Los del 200 seguíamos ahí sentados. ¡De haber sabido, habría entrado al menos una chocolatina Jet o un Defensis, pensé y se me hizo agua la boca.
María José ya estaba cansada. No tenía gomitas y se desperezaba después de recostarse en su tío. Para entonces, ya éramos cuatro los amigos. A la trilogía de María José, su tío y yo, se sumó una enfermera profesional paisa que también había disfrutado de las gomitas de la niña y su turno era del 2 y anterior a los nuestros.
¡Por fin nos llamaron a los del 2! Ya eran como las once de la mañana. Subimos a un salón más amplio e iluminado con luz natural. Tenía una vidriera de lado a lado y se podía ver un pedacito de Bogotá. Pero alguien que se arrimó a ella fue quitado inmediatamente y nos dijeron: "Nadie se puede arrimar a la vidriera".
El tío regañaba en voz baja a María José que ya tenía sed, y no se hallaba. Como el mundo es tan chiquito, resultó que el tío era periodista y publicista, y tuvo nexos muy cercanos con la empresa en la que yo trabajo. Conocía a varios de mis hermanos y socios, incluída la que yo estaba visitando en Bogotá. Su hijo es gerente de una importante empresa en Medellín.
En ese salón grande, con luz natural y bulla callejera, no había tablero electrónico ni un micrófono que permitiera oír cuando, en voz casi inaudible, cuatro funcionarios decían el número que seguía. Entonces había que estar atentos y grabarse el número de los vecinos para no perder el turno.
Por fin me tocó a mí. Me paré frente al escritorio de una funcionaria colombiana de ojos claros quien, sin mirarme, me dijo que tenía que sacar los documentos que tenía en la carpeta transparente. Que me volviera para una silla y lo hiciera. Le dije que estaban ordenados y me contestó que así no le servían.
Con cierta ironía pero sin levantar la voz, le agradecí su atención. Me senté a sacar las hojas blancas de papel de las hojas plásticas de la carpeta transparente. Una señora, que esperaba también, me preguntó si era que yo llevaba las cosas en desorden. Le contesté que no. Pero que mi orden no le servía a la funcionaria. Saqué mis papeles y me senté en la primera fila para que me viera. Pero se paró. Yo le dije: "Ya estoy lista". Y me dijo que se iba, que uno de los otros tres funcionarios me atendería. Me volví a sentar. Al momentico me llamó el otro colombiano. Creo que notó mi cansancio, angustia y disgusto. Le dije a qué iba, pero el proceso no avanzó. Entonces un español, que había hablado antes con la colombiana que se fue a descansar, preguntó cuál era el problema. Cogió mis papeles y yo me paré frente a él. Me pidió el teléfono y la dirección del Instituto Complutense de Estudios Internacionales. Le contesté que no los tenía. Me dijo que yo tenía que saberlos. Me volví a sentar.

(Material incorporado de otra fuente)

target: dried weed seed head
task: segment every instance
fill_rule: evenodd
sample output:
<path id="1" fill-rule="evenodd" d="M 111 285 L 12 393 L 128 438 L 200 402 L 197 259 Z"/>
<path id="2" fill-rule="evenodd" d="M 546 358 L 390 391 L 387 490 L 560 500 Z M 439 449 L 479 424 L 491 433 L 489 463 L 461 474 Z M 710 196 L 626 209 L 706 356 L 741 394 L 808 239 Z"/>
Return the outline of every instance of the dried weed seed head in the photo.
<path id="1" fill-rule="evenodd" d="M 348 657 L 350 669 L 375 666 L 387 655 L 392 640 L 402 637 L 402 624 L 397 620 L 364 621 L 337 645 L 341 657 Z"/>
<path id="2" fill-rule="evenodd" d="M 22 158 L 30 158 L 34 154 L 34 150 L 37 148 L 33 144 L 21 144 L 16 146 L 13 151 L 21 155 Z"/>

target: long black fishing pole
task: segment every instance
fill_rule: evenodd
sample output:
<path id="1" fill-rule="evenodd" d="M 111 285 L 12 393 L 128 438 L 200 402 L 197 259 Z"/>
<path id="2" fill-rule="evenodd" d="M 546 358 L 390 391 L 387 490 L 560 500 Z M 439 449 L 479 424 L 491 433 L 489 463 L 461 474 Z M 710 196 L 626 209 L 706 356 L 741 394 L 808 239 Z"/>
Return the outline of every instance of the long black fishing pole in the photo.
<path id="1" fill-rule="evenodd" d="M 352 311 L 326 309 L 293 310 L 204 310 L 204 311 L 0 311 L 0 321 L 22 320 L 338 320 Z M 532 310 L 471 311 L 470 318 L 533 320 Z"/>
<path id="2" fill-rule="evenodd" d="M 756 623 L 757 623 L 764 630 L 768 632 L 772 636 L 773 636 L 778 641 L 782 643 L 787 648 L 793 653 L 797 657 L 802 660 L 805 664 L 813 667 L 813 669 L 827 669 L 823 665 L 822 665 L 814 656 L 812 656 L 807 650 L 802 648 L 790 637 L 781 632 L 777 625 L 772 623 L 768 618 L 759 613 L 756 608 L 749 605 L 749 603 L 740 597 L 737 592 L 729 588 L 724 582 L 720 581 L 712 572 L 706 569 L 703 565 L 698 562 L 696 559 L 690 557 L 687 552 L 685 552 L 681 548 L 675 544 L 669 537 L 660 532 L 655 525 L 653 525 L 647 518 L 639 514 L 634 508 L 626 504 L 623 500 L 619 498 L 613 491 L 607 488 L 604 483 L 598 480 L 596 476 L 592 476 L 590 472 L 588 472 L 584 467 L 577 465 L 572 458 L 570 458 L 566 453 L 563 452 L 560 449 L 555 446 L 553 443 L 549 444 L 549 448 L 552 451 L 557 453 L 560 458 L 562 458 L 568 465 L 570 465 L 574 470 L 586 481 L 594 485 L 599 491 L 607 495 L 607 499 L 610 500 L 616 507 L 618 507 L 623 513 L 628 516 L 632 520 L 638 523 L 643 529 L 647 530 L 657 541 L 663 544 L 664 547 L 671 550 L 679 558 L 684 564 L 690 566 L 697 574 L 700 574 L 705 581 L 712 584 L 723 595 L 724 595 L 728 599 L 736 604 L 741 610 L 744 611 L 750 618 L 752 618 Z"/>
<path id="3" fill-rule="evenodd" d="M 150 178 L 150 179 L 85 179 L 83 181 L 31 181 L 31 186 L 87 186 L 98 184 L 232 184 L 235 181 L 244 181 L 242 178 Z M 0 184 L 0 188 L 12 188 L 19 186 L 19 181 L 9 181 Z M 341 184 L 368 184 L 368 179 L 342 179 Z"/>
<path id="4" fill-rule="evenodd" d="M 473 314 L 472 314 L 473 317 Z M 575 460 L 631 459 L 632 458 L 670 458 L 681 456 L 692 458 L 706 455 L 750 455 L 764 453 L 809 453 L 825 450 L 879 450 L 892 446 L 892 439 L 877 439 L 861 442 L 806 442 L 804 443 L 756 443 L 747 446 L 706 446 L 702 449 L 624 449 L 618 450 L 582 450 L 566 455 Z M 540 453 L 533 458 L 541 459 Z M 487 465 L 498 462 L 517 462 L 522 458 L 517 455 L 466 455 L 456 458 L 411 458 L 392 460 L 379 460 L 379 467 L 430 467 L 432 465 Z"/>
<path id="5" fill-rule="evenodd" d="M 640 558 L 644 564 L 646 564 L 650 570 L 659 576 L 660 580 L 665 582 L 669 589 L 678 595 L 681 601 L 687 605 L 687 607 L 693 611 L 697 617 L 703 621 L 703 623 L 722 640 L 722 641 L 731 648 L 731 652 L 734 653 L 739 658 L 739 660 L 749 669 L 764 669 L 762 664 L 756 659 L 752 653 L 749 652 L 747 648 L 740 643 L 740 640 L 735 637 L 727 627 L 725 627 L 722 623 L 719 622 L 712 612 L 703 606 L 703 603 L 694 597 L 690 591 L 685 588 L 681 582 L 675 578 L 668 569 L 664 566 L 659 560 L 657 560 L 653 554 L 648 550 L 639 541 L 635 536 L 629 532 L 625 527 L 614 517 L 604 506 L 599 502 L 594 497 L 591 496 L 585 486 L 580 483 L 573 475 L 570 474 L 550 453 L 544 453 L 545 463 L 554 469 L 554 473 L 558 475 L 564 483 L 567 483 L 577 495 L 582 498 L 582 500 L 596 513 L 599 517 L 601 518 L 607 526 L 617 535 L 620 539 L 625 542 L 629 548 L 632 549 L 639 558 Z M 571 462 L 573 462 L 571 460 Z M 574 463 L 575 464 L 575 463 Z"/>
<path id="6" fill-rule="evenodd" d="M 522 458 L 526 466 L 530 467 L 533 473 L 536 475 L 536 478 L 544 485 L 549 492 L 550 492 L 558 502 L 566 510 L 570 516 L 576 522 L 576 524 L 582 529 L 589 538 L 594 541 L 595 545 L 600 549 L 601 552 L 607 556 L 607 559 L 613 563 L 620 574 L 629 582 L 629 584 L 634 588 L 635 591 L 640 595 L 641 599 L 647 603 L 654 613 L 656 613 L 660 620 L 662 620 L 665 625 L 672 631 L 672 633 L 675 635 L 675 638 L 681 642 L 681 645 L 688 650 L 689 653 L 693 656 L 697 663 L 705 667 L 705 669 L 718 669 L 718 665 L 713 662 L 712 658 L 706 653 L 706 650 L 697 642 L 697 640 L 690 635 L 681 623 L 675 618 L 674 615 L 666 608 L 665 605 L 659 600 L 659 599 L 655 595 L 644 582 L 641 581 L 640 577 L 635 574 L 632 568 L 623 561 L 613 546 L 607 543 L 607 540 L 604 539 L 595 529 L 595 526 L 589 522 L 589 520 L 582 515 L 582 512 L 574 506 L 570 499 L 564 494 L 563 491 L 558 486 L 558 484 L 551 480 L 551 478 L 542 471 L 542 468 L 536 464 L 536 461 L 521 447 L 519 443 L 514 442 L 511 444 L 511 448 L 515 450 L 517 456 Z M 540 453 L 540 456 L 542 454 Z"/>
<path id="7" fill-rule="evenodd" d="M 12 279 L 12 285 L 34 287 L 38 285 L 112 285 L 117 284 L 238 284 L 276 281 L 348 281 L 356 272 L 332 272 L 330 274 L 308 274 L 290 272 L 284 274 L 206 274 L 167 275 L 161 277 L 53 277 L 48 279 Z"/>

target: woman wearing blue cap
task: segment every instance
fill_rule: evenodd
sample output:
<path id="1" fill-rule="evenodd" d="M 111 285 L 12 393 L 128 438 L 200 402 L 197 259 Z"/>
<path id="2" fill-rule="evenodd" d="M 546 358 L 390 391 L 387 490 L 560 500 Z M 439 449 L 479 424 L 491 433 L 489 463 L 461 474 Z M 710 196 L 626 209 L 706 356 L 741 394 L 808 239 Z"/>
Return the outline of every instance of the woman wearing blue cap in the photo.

Otra señora que esperaba su turno me ayudó a buscar si en alguna parte estaban tal dirección y teléfono. Pero no estaban. Yo lo sabía, pero no tenía cómo averiguar porque tampoco puede uno entrar celulares ni blackberries ni iphones ni nada. Volví donde el español y le mostré la invitación y el folleto con el programa del seminario. Obvio que no vio ni dirección ni teléfono. Le rogué que buscara en su pantalla de internet y para nada le gustó mi ruego. Me dijo que si quería un café y un vaso de agua, le dije que no. Que en Colombia tenemos buen café.
¡Cómo iba yo a aceptar un café y un vaso de agua, si todos mis compañeros de mañana en tensión y cansancio no habían podido tomar nada, porque no hay ni una máquina de autoservicio para comprar cualquier cosa! ¡Aceptarle el tintico y el vaso de agua era una ofensa con ellos y con María José!
Me dijo que podía darme su teléfono y que volviera al otra día. Yo le di las gracias, pero le contesté que no lo haría, porque no iba a perder otra mañana de estar con mi familia.
Salí a las 12 y 30 de la tarde. Sin visa y con un dolor inmenso. No sólo por mí sino por el trato que sentí que nos daban a los colombianos. Como seres humanos merecemos un trato digno. No pido más.
Antes de abandonar el salón iluminado me abracé con el tío de María José. Y en ese abrazo le deseé suerte para que María José pudiera reunirse con sus papás.